Monday, May 30, 2005
School started for a week aready..feeling very tired as homeworks are already piling up. And i still have my MP at the back of my mind. After starting school for one week, i realise i had to work doubly hard for myself. With the groupings i've got, it doesn't look good at all. And people have already started getting into their clicks and so on. Not that i felt out of the way, but i just got a feeling that i can't depend totally on them. And it seem like i have to do everything for my Computer Networking.
Still wondering how my MP is going to happen. None of my group members are showing the effort in wanting to carry on. And i felt like, i shouldn't be the only one, worrying about it. If no one cares, then dun care lor, Anyway, i can afford the time.
Having this thingy about team work now, can't seems to trust literally anyone. In fact in any aspect of my life. I've got this taken for a ride feeling. I have this tendency that the "the grass on the other side seems better thinking" meaning, it actually felt better, i should shut myself up and do everything by myself, in my own world.
Just watched the 5.30pm show. The 16 year old girl was under so much pressure that she went into depression which thus leads to mental health problems. At a point of the show, they show the girl going for conselling sessions and she couldn't speak or write down what she was thinking, so she drew a picture of a rainy day, and a little swallow was caught in the mid air flying through the heavy rain. I felt a moment of click when i saw it. Ok, not that i am hinting that i might be in depression, i just felt, u know... but i have always encourage people to verbalise what they are feeling on the inside, so as to get everything out and you'll feel much much better. I should be doing the same, and carry on embracing my life like how i have always been.

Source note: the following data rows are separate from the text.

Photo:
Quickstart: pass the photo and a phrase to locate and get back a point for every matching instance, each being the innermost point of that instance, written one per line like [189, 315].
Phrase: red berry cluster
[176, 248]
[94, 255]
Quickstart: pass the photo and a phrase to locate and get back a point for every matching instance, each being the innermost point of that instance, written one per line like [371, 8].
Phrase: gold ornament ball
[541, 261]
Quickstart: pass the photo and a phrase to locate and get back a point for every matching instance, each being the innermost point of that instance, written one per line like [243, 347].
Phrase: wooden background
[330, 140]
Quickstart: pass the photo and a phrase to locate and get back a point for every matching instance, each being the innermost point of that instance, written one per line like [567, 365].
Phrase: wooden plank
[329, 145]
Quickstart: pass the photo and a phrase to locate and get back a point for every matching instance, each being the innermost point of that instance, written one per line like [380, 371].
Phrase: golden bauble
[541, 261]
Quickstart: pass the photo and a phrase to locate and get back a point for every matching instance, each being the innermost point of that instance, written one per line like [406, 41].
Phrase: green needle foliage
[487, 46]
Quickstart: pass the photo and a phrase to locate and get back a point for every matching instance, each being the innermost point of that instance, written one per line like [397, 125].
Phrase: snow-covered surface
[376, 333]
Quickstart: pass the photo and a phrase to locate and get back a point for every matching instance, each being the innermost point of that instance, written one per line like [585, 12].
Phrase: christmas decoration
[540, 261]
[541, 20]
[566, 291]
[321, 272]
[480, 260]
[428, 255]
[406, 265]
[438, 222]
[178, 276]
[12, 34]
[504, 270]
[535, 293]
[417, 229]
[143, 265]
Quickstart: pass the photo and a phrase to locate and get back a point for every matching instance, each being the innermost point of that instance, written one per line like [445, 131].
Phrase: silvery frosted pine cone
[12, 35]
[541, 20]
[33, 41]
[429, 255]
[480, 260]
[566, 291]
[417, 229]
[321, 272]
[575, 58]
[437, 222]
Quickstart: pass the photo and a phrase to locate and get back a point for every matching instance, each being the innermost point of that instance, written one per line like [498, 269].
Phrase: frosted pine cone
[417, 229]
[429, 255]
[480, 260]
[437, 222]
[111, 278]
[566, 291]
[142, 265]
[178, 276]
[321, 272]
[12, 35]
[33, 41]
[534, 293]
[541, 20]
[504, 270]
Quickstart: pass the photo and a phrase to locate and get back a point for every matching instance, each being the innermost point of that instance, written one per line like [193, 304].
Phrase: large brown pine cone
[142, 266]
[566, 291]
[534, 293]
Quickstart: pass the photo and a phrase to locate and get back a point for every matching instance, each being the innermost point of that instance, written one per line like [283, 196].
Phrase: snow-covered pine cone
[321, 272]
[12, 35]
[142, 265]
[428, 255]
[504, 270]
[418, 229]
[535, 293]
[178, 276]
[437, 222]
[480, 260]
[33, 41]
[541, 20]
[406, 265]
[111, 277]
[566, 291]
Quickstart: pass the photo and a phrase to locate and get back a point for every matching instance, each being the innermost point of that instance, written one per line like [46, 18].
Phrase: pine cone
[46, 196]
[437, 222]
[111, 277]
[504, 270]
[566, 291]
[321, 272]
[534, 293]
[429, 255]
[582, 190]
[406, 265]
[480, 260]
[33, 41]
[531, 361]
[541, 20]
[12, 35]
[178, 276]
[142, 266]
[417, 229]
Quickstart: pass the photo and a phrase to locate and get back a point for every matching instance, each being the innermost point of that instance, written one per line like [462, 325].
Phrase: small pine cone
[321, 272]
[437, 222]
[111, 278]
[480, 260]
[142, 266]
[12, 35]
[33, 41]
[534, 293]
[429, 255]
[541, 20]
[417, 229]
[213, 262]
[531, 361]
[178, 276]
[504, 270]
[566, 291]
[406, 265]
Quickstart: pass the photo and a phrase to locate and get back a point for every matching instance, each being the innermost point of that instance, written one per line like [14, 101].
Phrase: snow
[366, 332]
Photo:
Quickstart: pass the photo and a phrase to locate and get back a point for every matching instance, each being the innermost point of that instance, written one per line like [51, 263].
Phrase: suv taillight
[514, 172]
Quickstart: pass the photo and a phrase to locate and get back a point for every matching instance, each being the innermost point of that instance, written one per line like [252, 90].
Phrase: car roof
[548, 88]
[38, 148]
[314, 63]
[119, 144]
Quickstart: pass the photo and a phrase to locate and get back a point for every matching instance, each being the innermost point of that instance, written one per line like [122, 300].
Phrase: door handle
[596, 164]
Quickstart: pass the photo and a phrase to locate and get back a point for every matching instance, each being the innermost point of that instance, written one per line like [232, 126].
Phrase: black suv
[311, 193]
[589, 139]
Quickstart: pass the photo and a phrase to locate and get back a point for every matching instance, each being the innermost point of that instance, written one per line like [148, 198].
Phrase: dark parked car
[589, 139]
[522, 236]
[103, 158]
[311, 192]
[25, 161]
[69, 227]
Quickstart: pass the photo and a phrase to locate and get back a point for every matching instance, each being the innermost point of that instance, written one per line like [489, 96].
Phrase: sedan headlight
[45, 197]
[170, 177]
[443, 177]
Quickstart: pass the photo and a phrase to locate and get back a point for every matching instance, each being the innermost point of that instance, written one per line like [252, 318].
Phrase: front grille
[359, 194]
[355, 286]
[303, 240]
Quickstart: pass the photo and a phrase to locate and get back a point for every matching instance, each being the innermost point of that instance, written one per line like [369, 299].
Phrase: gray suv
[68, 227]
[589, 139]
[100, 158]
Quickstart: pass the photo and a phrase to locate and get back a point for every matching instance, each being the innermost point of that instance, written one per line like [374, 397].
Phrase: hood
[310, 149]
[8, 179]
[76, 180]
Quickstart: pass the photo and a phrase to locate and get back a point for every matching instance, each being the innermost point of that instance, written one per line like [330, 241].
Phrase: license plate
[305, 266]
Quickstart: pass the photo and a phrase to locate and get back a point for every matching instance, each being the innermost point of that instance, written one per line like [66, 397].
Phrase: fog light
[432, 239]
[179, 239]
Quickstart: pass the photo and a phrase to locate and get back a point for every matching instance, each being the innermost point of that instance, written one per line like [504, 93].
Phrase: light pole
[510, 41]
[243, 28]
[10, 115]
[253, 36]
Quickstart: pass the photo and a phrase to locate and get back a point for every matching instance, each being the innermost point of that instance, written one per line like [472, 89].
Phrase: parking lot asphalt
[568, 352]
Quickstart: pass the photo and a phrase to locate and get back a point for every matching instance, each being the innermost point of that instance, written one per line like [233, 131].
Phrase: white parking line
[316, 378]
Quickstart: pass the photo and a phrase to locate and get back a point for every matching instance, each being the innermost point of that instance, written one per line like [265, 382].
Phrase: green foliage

I always have my dada, doting on me, wanting to hear very single thing that i went through and comfort whenever i felt down. But i tend to overlook his, and he tend to overlook his own too. Many a times, things happen in camp, and he only tell me like 2 to 3 days after that. I just wanna let you know that i also want to share your unhappiness with you, even though you always say that there is nothing interesting in camp, i just want you to tell me the things that have happen to you. Every phonecall was only toking about me, i dun want that. I want to hear about you too. Remember to pop in more chocolates whenever u feel irritated or sad over the place or the people. I have always believe that you are place in PLAB for a reason. You always got the most tedious and most important task. To you, it might be "shit work" but, because you are the most hardworking among the other 3 that is posted into the camp with you. I never hear you taking MCs, and i seldom see you becos you always have important things to clear for your sergent. Whenever i ask you to take MC, becos everyone is throwing their work to you, you always say you can't just leave like that. And you still bare through every single thing without complain. To others, who take advantage of you becos of your kindness, others who might think you are just another "Sha Gua", but to me, you are another HERO, that i look up to. And i love you for having that character trait in you, and you always make me feel so small hearing what you do and stuff. Anyway, i am meant to be your "Xiao Nu Ren" ma. HEhehehe
Is just monday, and i feeling extermely tired after one whole day of school. I wanted to go jogging, but my mind and body is so tired that i am now stuck on my chair and could simply just doze off here.
Forgive me, if my entries becomes little. School is making me crazy. I feel like drinking, anyone?